While some institutions have opted for cold cash managers, he says that some cash enhanced offerings are attractive. JANA likes some of the enhanced cash products that hold A and AA-rated corporate debt, such as syndicated loans and traded high-yield securities. Perpetual’s Korber says the manager now favours more liquid, short-dated securities. This paper is also less volatile due to its shorter maturity date, which reduces investor’s exposure to any prolonged periods of volatility that might occur within the life of the investment. This approach makes the fund more “transactional”, he says.

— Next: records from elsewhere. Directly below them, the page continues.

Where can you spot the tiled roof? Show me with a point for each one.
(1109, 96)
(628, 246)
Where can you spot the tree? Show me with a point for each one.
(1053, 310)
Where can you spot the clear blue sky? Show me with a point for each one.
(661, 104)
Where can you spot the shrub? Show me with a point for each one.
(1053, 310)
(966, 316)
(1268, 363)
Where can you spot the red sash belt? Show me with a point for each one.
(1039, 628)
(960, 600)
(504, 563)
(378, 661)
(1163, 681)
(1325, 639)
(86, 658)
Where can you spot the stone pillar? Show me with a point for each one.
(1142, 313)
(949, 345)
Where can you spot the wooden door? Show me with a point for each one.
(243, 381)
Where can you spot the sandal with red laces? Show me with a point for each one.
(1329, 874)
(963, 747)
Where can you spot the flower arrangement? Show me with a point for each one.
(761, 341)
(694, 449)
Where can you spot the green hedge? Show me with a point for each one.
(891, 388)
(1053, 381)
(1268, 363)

A peculiar risk involved in running a CMT is managing the client base, in addition to their money. BNY Mellon’s Little says careful selection of clients is equally as important as managing the bank bills. “You want a well-diversified group of investors and you’ve got to be careful which mandates you take,” he says. “We’ve had calls before, like ‘We want to give you $12 billion to manage for four days’. It sounds great, you make four days worth of fees from it, but usually we don’t want it. You’ve got to go really short [duration] on it and it wrecks the yield for the other clients. “It’s the same if you’ve got a cash fund with a couple of investors dominating the book: you have to be short because every investor has to be able to get their money out the next day.”

So a balanced mix of clients, who need liquidity at different times, is what CMT managers should aim to keep, according to Little. “So you’d mix corporates, for example, who tend to need cash at the end of the quarter to pay dividends, with credit card issuers who go through a 38 day cycle of collecting payments and then drawing down to pay their bondholders.”